Welcome to the community @Nathaniel_Phillips! I can help with some of your questions.

  • Is capr the state of the art? Or are there other approaches?

Capr is an R package for defining Cohorts in R code and exactly matches the options available in Atlas. It will not give you patient level data but is only used to express the definition of the cohort you’re interested in using in your analysis. I would say the main alternative to Capr is Atlas. Capr is probably better if you have 100 cohorts to make and Atlas is probably better if you have a small number of possibly complex cohorts.

I’ll leave the gold standard study designs question to others but just mention that you might look at Developing patient level prediction using data in the OMOP Common Data Model • PatientLevelPrediction and New-User Cohort Method with Large Scale Propensity and Outcome Models • CohortMethod as a couple examples.


For patient level datasets you can use FeatureExtraction to quickly get large covariate sets.

How should community developed queries be embedded in analysis scripts?

I’d probably suggest embedding community developed queries in your study codebase unless that SQL is part of an analytic package that has a release and a maintainer. i.e. you can “import” a package/function but for some sql script you should copy and paste it into your study.

What is the relationship between ATLAS and HADES?

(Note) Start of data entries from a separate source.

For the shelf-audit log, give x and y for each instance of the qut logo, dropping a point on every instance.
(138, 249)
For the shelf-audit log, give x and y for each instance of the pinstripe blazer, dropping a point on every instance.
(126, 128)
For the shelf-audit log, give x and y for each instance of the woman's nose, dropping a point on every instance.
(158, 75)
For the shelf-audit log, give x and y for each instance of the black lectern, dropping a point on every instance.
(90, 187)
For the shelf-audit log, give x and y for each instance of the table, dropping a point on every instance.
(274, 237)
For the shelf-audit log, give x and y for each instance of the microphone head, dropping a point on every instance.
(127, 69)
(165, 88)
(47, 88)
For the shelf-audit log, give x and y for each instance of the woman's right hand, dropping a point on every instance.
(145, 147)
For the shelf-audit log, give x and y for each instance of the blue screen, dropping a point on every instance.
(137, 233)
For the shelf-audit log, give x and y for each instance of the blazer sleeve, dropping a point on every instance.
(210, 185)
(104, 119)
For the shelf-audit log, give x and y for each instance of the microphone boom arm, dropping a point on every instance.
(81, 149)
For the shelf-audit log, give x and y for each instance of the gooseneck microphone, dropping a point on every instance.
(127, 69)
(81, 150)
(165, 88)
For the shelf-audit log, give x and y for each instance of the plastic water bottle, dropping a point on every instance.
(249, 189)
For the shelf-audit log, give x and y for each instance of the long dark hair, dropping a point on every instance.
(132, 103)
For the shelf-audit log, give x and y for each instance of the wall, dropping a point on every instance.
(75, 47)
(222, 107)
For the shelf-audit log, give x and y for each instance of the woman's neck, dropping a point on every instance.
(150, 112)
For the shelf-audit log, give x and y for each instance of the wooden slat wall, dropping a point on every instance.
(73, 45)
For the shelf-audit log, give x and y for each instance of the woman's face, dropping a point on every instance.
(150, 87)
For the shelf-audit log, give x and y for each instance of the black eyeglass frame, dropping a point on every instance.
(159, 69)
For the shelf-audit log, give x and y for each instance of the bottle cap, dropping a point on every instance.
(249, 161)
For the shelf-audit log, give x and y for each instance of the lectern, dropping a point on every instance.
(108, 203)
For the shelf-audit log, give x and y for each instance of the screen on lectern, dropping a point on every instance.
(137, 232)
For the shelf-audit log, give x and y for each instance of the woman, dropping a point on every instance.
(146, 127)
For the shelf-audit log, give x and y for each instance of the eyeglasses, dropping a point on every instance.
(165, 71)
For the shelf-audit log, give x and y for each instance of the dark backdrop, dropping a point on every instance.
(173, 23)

Atlas and Hades share common baseline components. These would be SqlRender for SQL translation and Circe-be for cohort SQL generation. Atlas has some functionality that does not exist in Hades and Hades has quite a lot of functionality that is not available in Altas. Basically there are some lower level java libraries that are imported by both Hades and Atlas, the main ones being SqlRender, Circe, and FeatureExtraction. Hades development tends to move faster than Atlas development.

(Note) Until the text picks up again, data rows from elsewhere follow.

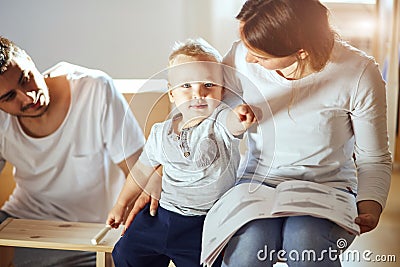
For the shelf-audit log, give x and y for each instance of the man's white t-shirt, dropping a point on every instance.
(72, 173)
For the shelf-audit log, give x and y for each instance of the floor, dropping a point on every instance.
(383, 242)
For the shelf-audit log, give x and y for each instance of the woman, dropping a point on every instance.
(328, 107)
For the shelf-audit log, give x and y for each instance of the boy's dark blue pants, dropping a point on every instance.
(154, 241)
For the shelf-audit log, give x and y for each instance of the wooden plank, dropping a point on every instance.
(56, 235)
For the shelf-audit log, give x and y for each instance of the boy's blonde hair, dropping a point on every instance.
(194, 48)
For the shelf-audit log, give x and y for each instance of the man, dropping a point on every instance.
(70, 136)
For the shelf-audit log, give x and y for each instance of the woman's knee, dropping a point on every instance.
(251, 244)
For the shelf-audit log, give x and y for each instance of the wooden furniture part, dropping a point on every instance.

The Hades developers have been working on a new framework called Strategus for modularized studies that kind of wraps various Hades packages so that’s something to look at.

I’ve been working on a package for Darwin called CDMConnector that provides a low code interface to the CDM you can use to get patient level data with another package called PatientProfiles. These packages are not part of Hades because they have overlapping functionality with existing packages.

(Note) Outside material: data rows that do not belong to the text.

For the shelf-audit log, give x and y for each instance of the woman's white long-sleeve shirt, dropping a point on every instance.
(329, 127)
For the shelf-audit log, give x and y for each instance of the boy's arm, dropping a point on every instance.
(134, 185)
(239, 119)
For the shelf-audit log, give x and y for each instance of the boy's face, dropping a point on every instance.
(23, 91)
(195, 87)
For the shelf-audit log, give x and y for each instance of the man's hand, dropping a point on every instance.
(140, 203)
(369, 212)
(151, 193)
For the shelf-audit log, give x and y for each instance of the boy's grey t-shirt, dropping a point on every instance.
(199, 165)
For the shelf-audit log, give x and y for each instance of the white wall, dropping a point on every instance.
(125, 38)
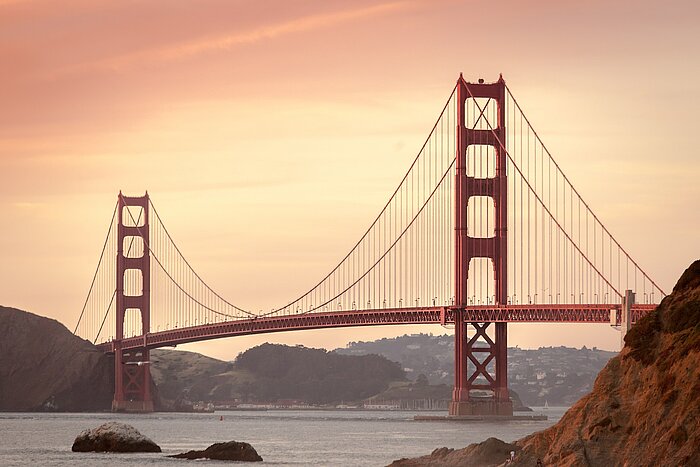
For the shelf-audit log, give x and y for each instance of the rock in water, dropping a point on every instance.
(113, 437)
(491, 452)
(229, 451)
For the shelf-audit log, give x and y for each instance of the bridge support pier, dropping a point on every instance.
(481, 362)
(132, 374)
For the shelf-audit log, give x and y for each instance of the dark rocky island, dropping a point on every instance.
(229, 451)
(113, 437)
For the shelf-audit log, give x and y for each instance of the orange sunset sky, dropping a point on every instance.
(270, 133)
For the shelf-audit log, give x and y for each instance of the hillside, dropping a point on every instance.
(556, 375)
(43, 366)
(268, 373)
(644, 407)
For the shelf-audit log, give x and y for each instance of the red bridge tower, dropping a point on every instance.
(132, 375)
(467, 349)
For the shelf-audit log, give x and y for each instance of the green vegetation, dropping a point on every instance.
(270, 373)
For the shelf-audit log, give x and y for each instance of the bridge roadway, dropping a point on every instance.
(378, 317)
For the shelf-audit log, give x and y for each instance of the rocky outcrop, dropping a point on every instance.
(491, 452)
(113, 437)
(645, 404)
(45, 367)
(229, 451)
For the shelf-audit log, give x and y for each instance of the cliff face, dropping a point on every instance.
(645, 404)
(644, 407)
(43, 366)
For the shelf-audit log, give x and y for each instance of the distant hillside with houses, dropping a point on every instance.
(555, 375)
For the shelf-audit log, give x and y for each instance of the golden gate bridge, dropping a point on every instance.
(483, 229)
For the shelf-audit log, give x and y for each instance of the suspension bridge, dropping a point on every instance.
(484, 229)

In short there are lots of tools out there (on github). Happy to help you get the lay of the land and figure out what will work best for your use cases.


HADES aims to promote (enforce?) best practices, so in general I recommend following HADES workflows. So here’s how I would answer this question:

How often should custom SQL needed to implement patient level variables?

Ideally never. You can define populations of interest (cohorts) using Capr or ATLAS cohort definitions. FeatureExtraction has a large collection of standard patient variables (aka ‘features’ or ‘covariates’) it created by default for your cohorts. If you want something not included in FeatureExtraction’s default set, you can now create features based on cohorts (as described here).